We do assume basic knowledge of set theory
Given two sets A and B. What does AxB mean? read : A cross B
What does A* mean? read : A Kleene Star
Foundations
In this post, we discuss the notion of an alphabet and a language.
What is an Alphabet?
English Alphabet
First lets go over the natural notion of an alphabet. So what do we know about the English alphabet?
The characters in the English alphabet are called letters.
Letters can be seen as having a “length of 1” For example; “ab” is not a letter because it’s length is two.
There are 26 letters in the alphabet.
Each letter has two representations, capital “A” and lowercase “a”
Concatenating letters together form a word.
There is a special character called a “space” which separates words.
A collection of words along with spaces in between them, form a sentence.
Alphabets in Computability
The notion of an alphabet that we will use in computability is quite similar. Lets use the numbered list above to contrast and compare.
The characters in the alphabet are called symbols. We will explicitly define the alphabet when it cannot be inferred from the context. This is similar to real life, in that many natural languages have explicitly defined their alphabet and the alphabet can usually be inferred from the language being spoken.
For example; If I spoke Chinese, you could infer that I am using the Chinese alphabet.
Symbols have a length of 1. This is similar to the English alphabet since letters always have a length of 1.
The number of symbols in our alphabet, will vary depending on the alphabet being used.
Symbols in the defined alphabet have one canonical representation. If a different representation was being used, this would be another symbol. For example; “A” and “a” are two different symbols in computability. In the English language however, “A” and “a” are the same letters.
A finite string of symbols form a word.
There is a special symbol called a “blank symbol” which separates words.
If there are blanks in between words, this is seen as the same word. There is no notion of a sentence here.
Example 1
We define the alphabet $\Sigma = \{a,b,c, \wedge \}$
Notice that we also defined our blank symbol $\wedge$ in the alphabet. Whereas in the English alphabet, the “space” is not included as a part of the alphabet. You will also see alphabets where the “blank symbol” is not defined. The difference is that this means it cannot be used. Succinctly; the only symbols we can use are those defined in the alphabet.
Lets list a few properties of the alphabet that we have just defined:
- Our alphabet has 4 symbols.
- We define the set of all possible words that can derived from our alphabet $\Sigma$ as $\Sigma^{*}$
- There is a special empty word which we denote $\epsilon$ of length 0, where $\epsilon \in \Sigma^{*}$.

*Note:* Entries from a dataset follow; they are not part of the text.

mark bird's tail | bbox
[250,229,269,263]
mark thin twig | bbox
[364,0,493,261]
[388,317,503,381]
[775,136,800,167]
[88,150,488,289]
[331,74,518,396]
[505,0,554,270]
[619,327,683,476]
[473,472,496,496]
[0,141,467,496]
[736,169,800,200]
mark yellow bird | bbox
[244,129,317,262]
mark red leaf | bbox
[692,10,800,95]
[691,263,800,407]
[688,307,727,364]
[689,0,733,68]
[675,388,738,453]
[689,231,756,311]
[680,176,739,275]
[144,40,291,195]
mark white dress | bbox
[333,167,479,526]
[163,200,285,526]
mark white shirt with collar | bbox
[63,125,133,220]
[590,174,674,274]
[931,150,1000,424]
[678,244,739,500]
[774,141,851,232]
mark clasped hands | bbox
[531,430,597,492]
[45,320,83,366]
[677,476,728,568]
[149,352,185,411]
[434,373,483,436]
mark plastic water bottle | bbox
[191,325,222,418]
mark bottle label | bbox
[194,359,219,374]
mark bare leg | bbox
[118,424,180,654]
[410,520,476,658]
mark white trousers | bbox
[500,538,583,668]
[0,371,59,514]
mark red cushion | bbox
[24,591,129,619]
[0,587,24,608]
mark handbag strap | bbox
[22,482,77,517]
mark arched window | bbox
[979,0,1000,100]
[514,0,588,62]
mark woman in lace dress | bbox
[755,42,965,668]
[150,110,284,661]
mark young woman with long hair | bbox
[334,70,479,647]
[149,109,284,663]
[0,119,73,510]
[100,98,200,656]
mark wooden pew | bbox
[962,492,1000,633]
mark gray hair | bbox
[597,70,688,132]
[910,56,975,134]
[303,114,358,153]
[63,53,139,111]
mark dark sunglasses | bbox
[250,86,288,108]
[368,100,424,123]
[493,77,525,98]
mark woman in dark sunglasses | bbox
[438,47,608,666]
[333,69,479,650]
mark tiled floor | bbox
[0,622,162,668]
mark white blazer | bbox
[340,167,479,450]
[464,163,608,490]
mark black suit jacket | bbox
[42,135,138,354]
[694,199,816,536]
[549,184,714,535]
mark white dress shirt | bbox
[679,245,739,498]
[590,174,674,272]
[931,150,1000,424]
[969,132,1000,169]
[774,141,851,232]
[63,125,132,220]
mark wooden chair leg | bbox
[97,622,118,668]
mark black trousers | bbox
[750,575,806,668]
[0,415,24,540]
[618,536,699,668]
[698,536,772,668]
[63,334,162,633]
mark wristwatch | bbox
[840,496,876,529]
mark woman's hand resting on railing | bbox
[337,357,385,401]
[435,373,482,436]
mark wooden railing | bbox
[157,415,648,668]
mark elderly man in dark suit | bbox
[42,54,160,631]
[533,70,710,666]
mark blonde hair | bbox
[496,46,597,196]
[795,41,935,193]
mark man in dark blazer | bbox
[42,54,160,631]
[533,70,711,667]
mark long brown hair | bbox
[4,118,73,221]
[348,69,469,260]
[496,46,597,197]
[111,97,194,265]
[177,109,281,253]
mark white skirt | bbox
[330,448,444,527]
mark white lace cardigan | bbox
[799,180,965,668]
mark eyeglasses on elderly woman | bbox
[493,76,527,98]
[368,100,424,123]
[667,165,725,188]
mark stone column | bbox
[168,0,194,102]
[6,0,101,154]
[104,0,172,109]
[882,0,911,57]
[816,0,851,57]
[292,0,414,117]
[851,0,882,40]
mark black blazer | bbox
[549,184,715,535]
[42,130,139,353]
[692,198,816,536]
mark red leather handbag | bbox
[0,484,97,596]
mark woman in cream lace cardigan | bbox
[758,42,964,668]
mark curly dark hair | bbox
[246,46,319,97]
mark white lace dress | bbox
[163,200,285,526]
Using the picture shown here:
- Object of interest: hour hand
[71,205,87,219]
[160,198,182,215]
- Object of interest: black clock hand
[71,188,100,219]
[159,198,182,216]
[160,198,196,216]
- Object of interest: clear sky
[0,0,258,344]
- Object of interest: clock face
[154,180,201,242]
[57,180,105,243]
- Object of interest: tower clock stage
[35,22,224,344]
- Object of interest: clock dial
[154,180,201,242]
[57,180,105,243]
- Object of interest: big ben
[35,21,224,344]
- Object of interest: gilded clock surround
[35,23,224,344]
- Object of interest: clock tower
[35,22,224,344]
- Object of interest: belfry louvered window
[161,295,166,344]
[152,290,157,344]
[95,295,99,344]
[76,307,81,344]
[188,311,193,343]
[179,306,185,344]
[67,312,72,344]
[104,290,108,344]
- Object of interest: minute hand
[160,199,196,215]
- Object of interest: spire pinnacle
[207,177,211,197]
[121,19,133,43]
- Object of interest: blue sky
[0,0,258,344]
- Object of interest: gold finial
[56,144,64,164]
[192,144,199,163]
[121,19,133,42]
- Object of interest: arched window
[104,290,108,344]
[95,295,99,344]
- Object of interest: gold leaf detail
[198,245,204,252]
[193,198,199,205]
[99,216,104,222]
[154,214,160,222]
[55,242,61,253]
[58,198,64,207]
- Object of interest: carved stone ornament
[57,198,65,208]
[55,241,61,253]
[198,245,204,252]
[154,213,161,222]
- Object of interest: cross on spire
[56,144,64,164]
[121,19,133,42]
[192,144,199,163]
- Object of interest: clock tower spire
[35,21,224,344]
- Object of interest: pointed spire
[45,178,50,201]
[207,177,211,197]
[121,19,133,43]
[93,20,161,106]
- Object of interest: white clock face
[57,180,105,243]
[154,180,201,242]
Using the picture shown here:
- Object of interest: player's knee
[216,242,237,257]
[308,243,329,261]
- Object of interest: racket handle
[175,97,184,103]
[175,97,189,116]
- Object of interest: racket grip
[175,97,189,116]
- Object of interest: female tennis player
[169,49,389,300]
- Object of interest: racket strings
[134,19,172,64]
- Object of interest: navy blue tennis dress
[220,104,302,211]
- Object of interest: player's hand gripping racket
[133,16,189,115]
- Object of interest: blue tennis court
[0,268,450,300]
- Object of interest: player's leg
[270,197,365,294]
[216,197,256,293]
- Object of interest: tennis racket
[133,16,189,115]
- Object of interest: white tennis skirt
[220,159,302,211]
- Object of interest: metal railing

The intuition behind the empty word, is that it can be formed by using no letters of a given alphabet. It is therefore a symbol in every alphabet, which can be created by using none of that alphabet’s letters. Note the similarity between the set theoretic notion of the empty set.
Example 2
We now define the alphabet that is predominantly used throughout computer science. $\Sigma = \{0,1\}$ .
$\Sigma^{*}$ is the set of all binary strings of any length.
The following elements are all in $\Sigma^{*}$ : $01,000,111,10101, \epsilon$
Example 3
We now define the alphabet that contains all of the lowercase letter of the English alphabet. $\Sigma = \{a,b,c,d,e,f…,z\}$
$\Sigma^{*}$ is the set of all combinations of these symbols.
The following elements are all in $\Sigma^{*}$ : a, ab, abcd, add, police, wpkl
Notice that not all elements in $\Sigma^{*}$ above formed dictionary recognised words.
“add” and “police” were recognisable. However, “abcd” was not.
To put succinctly, not all words in $\Sigma^{*}$ will be used in a language.
What is a Language?
A language defined over an alphabet $\Sigma$ is a subset of $\Sigma^{*}$
Another way to look a it is, that a language is the set of all values that return true from some predicate function P.
A predicate function is a function which takes input and returns true or false.
$L = \{w \in \Sigma^* | P(w) == true\}$
The above mathematical syntax roughly says: take a word from $\Sigma^*$ and give that word to the function P. If P returns true, then that word is a part of the set L. L is our language.
Notice: If the predicate function is changed, we form a new language from $\Sigma^*$
Examples of Predicates
- P is the predicate that returns true on all even numbers
- P is the predicate that returns true on all words that have a length < 2.
- P is the predicate that returns true on every word in the English dictionary. This function could then be used to form the English language!